As websites, social media channels and TV shows elevate people’s interest in and knowledge about design, how are professional design firms navigating their clients’ changing expectations and demonstrating their value?

The new issue of HOK Forward: Design in the Digital Age suggests ways designers can leverage their education and experience to incorporate these fresh perspectives while guiding organizations through a more formal, rigorous design process that creates exceptional workplace experiences.

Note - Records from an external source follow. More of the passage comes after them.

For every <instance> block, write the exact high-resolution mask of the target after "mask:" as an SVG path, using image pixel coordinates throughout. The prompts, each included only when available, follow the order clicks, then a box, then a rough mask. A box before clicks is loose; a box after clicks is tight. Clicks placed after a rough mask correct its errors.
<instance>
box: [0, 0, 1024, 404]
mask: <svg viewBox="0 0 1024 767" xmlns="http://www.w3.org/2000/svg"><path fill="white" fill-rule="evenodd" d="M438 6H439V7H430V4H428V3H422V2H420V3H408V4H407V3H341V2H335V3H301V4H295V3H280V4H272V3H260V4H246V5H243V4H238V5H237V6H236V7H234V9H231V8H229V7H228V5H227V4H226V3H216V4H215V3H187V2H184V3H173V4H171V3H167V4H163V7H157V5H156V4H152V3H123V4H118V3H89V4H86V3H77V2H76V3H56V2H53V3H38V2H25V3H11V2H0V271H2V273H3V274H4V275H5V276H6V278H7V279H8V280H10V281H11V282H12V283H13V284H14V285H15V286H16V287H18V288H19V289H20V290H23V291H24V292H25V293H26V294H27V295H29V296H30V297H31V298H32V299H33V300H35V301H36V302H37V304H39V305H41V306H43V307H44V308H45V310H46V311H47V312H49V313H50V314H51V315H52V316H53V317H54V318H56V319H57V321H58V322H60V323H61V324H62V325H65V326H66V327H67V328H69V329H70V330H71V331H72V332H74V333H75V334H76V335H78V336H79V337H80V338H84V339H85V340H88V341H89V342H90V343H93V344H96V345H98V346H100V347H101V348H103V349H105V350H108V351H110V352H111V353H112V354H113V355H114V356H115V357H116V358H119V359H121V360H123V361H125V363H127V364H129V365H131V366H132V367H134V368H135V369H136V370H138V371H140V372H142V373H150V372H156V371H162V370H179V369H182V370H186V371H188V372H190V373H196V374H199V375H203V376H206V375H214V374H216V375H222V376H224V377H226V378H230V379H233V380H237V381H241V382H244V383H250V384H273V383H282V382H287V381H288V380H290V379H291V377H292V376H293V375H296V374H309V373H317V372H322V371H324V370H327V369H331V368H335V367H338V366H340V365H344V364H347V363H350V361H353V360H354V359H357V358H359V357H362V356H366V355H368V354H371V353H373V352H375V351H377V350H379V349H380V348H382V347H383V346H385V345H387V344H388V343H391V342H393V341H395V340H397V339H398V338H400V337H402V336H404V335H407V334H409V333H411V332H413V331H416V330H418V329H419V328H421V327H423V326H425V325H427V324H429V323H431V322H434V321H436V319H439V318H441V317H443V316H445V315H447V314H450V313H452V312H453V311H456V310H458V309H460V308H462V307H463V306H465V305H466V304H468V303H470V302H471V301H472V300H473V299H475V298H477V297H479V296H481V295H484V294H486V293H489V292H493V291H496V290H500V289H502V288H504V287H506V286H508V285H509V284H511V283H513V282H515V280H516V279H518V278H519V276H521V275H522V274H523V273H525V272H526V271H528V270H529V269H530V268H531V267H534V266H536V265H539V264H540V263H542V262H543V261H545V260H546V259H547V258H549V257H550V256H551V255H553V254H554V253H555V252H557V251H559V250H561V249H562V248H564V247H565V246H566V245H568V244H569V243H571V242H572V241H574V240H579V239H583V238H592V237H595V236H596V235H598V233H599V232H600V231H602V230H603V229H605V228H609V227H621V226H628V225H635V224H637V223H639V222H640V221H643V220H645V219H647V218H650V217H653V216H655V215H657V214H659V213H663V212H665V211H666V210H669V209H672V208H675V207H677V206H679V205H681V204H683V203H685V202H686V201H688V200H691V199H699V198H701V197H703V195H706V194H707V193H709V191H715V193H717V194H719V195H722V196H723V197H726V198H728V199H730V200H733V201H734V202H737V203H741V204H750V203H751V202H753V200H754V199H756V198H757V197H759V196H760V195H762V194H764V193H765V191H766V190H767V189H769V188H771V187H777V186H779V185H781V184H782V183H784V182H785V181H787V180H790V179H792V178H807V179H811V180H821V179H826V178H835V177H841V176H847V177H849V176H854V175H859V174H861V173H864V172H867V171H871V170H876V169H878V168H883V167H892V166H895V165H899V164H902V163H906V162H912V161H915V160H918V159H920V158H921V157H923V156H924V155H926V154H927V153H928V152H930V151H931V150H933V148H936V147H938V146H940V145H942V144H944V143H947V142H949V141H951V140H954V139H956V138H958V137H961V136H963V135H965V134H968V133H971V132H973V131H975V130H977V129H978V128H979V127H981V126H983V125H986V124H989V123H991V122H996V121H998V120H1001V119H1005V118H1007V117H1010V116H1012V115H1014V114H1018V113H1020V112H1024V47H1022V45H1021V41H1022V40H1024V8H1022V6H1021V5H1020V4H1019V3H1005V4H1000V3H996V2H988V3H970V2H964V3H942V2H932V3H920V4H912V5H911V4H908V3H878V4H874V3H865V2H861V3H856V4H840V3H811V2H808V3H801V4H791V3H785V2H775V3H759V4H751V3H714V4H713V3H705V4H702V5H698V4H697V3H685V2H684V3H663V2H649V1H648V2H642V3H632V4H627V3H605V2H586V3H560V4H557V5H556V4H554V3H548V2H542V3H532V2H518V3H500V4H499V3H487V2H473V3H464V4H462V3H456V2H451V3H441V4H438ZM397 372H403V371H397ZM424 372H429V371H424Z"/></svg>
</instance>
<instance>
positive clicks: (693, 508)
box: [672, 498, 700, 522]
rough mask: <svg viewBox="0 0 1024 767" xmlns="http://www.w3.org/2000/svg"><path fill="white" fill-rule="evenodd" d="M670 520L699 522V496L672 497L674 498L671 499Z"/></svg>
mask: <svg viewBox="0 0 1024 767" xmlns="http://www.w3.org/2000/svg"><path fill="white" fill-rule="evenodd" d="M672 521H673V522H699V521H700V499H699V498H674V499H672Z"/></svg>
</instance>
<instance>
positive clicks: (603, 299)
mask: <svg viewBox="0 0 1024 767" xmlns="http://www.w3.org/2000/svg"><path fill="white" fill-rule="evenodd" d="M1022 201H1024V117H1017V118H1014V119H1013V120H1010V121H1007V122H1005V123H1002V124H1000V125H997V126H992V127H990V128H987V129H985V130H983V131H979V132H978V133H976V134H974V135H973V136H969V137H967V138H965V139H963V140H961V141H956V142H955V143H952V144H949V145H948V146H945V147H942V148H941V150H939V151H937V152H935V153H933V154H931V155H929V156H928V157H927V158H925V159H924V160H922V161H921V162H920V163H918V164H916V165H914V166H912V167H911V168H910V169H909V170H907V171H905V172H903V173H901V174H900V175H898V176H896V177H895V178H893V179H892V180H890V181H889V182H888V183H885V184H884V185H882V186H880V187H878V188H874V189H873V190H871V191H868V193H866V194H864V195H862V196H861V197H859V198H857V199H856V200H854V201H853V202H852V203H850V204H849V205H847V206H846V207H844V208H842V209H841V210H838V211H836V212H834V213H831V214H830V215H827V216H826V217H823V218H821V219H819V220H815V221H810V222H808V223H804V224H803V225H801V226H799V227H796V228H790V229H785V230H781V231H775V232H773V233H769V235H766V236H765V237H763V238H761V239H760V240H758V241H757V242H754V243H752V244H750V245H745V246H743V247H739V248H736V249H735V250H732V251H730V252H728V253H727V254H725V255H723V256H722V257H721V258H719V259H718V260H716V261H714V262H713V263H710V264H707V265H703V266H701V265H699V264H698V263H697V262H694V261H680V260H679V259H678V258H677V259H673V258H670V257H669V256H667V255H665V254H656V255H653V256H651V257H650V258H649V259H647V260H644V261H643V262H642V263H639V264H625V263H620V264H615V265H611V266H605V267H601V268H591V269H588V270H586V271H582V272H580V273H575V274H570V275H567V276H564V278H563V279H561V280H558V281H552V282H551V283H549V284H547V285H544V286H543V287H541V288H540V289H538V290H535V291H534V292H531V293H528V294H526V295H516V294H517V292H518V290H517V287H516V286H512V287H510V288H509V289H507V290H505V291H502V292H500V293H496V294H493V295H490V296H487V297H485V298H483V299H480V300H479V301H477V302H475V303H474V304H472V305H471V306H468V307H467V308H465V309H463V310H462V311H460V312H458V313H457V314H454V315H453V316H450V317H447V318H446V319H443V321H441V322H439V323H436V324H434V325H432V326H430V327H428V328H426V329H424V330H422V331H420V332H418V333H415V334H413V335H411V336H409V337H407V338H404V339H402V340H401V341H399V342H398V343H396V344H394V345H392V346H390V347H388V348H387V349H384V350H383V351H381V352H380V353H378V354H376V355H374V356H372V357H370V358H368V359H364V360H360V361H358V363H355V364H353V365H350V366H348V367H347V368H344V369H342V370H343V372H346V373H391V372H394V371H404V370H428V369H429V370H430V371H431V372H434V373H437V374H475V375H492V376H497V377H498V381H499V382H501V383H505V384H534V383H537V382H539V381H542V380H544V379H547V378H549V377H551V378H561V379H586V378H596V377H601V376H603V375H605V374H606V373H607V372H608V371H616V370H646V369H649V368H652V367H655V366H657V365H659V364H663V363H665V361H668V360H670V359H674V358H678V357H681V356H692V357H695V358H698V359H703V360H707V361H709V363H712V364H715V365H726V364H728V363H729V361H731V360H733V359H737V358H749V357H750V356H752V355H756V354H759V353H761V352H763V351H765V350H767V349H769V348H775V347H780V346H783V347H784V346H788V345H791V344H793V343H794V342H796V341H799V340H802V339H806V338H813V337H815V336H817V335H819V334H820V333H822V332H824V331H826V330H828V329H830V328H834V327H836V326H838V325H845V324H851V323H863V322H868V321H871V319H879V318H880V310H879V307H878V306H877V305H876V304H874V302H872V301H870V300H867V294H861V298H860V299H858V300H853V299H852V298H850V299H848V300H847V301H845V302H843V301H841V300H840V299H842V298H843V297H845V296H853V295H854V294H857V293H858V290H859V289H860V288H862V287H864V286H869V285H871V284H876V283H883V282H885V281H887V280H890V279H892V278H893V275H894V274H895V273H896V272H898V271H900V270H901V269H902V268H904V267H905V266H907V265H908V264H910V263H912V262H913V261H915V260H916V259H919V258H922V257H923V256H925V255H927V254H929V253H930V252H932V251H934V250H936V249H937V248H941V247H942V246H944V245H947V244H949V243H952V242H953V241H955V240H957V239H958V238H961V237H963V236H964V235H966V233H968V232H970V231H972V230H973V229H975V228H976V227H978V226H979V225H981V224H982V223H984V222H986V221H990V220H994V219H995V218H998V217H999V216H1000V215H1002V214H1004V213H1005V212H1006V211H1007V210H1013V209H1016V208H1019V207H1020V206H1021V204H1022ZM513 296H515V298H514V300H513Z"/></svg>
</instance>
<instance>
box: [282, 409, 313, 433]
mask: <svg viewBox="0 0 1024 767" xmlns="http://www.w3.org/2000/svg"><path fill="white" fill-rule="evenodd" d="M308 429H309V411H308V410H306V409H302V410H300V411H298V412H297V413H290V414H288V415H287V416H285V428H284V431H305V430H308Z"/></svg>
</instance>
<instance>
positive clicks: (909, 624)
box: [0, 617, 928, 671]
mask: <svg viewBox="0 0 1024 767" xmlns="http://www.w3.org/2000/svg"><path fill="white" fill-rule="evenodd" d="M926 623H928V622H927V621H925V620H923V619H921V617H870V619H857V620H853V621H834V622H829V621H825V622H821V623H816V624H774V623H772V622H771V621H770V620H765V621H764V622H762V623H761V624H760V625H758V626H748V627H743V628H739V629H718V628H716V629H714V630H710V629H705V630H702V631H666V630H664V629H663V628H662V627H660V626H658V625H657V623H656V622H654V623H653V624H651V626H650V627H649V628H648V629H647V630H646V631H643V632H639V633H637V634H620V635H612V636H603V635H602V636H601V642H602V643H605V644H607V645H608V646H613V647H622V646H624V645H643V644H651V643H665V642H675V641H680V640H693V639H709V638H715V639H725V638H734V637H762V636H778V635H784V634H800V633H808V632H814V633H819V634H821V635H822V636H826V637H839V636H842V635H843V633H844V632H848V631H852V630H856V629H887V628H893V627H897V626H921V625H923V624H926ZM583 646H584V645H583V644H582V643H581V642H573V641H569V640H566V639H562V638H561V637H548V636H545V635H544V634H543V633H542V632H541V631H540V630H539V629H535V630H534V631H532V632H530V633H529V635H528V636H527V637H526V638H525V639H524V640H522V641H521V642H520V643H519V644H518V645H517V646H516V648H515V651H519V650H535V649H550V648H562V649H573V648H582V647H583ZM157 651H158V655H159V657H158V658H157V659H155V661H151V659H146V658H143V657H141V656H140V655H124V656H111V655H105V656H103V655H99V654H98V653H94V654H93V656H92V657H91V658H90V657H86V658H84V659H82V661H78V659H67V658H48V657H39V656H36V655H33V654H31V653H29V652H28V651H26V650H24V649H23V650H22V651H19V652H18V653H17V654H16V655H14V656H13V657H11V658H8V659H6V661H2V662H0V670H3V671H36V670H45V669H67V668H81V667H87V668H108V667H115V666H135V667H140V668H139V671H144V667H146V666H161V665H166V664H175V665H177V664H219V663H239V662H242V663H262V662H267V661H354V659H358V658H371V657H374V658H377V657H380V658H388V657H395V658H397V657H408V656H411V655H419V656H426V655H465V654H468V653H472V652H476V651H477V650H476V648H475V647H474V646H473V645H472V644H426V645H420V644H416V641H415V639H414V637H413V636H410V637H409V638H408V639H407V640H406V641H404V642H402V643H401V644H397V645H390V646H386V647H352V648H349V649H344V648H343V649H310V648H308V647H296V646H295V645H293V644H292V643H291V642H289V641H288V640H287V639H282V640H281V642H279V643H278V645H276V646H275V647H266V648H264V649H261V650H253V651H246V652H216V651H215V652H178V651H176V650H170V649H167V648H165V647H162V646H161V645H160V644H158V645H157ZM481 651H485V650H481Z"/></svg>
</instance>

“All designers have noticed the public’s heightened awareness about what we do,” said Tom Polucci, HOK’s director of interiors. “HOK Forward gave our designers an opportunity to explore this trend from several different angles and determine how to embrace it to design even better environments for our clients. Using this knowledge to create truly authentic workplace experiences will be more important than ever in the wake of COVID-19.”

HOK’s designers explore six topics:

  • Aesthetics: What’s the big idea? This chapter describes the importance of sidestepping trends in favor of following an influence-agnostic approach that creates lasting, memorable experiences.
  • Influencers: Christine Vandover writes about the risks of letting influencers shape a team’s design approach and describes how the coronavirus is already transforming the influencer culture.
  • Stylization: Caitlin Turner and Kristina Kamenar  describe how stylization, when done right, can lead to “a return to joy.”
  • Globalization: Globalization has made the world more connected. But Enrico Caruso and Julia Cooper argue that it doesn’t mean all workplaces should look the same.
  • Experience: What’s the anatomy of a truly authentic experience? Peter Sloan and Bethany Foss conducted a survey and crystallized the data to provide lessons for all workplace designers.
  • Personalization: Mike Goetz tackles personalization: what it means and how designers can facilitate the desires of people to customize their spaces within company standards.